As primeiras simulações trabalham com residências na faixa de R$ 160 mil e financiamento de longo prazo, incluindo período inicial de carência. Os valores, entretanto, ainda não são definitivos e poderão variar conforme o resultado da licitação, as condições do financiamento e a análise final da instituição financeira.
Durante a reunião foram apresentados diferentes cenários, inclusive considerando possíveis descontos obtidos no processo licitatório, que poderiam reduzir o custo da unidade e das prestações.
Paranhos será o ponto de partida
A decisão de iniciar por Doutor Antônio Paranhos considera a demanda habitacional existente no distrito e a disponibilidade de áreas municipais que podem ser preparadas para receber o empreendimento.
A proposta busca especialmente oferecer uma alternativa para famílias que vivem de aluguel e também para jovens e casais em início de vida familiar e profissional que tenham condições de assumir um financiamento, mas encontram dificuldades para adquirir terreno e construir pelos meios tradicionais.
O próximo passo será identificar quantas famílias efetivamente possuem interesse e condições de enquadramento.
A Assistência Social, o CRAS e o setor responsável pela habitação participarão desse levantamento, com atualização e realização de cadastros dos interessados.
A prioridade deverá observar os critérios sociais e habitacionais estabelecidos para o programa, especialmente a situação de quem ainda não possui moradia própria. A habilitação definitiva também dependerá das regras do financiamento e da análise cadastral.
A quantidade final de unidades poderá ser adequada à demanda efetivamente habilitada.
Planejamento para evitar novos entraves
Ao apresentar simultaneamente as três situações, a Administração destacou a necessidade de cumprir previamente todas as etapas de cada empreendimento.
No novo projeto de Doutor Antônio Paranhos, a determinação é realizar desde o início os levantamentos, regularizações, projetos, sondagens e demais procedimentos técnicos necessários antes da construção.

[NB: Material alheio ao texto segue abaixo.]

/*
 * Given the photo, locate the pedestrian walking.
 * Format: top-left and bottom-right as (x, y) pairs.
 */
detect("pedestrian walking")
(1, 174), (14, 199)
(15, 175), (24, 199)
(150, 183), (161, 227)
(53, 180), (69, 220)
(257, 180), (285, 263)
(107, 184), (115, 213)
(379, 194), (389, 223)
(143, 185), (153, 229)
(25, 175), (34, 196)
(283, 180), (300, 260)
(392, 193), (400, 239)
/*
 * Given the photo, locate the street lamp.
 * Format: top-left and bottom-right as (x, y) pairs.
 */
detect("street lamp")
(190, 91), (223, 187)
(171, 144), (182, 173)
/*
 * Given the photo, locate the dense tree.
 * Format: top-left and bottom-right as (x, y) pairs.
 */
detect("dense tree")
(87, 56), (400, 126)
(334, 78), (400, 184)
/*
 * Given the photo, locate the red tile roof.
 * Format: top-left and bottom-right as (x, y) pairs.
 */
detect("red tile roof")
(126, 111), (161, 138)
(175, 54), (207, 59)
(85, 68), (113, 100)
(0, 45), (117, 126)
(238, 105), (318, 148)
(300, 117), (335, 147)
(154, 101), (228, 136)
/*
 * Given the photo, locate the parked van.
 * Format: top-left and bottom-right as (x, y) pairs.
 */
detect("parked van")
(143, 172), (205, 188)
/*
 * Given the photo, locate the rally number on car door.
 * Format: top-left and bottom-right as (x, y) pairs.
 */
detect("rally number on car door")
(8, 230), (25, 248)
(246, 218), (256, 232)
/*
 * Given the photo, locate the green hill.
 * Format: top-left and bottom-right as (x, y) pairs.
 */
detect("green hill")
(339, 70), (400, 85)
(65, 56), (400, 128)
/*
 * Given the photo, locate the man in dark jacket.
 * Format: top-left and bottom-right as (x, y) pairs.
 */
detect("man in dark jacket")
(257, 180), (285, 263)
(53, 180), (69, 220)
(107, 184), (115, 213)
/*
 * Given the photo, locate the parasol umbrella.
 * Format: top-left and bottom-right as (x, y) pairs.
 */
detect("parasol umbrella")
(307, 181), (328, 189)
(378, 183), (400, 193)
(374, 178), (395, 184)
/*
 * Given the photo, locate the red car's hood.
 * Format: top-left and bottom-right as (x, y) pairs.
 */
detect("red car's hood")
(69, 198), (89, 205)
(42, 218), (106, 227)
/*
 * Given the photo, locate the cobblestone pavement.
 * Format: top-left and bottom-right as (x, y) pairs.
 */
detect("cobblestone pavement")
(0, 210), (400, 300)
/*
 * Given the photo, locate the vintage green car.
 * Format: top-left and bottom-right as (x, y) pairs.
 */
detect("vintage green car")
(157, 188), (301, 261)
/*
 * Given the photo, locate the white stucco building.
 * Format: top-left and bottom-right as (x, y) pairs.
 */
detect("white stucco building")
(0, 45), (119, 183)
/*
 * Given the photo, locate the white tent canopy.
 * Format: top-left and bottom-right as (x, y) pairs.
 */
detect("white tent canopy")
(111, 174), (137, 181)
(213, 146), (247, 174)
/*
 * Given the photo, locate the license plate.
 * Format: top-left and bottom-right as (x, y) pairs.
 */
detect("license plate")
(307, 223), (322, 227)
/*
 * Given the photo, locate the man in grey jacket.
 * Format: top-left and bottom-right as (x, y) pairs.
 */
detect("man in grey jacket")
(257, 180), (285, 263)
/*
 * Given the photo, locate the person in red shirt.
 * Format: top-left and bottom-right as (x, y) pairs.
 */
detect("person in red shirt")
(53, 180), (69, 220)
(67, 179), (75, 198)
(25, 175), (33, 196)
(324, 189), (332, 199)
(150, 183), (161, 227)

A reunião também permitiu que Executivo, Legislativo e equipes técnicas compartilhassem as informações sobre cada processo, evitando que situações de empreendimentos diferentes sejam confundidas.
Assim, o Vitória II segue atualmente aguardando a análise da licença ambiental necessária para avançar na instalação da rede elétrica; uma segunda área habitacional passa por conferência de metragem antes da continuidade de um futuro projeto envolvendo a Cohapar; e, em uma terceira frente, o Município inicia por Doutor Antônio Paranhos a estruturação de um novo programa habitacional com participação da Caixa Econômica Federal.
São três processos distintos, em diferentes estágios, mas que convergem para um mesmo desafio: ampliar o acesso à moradia e, ao mesmo tempo, garantir que os novos empreendimentos avancem com segurança jurídica, ambiental e técnica.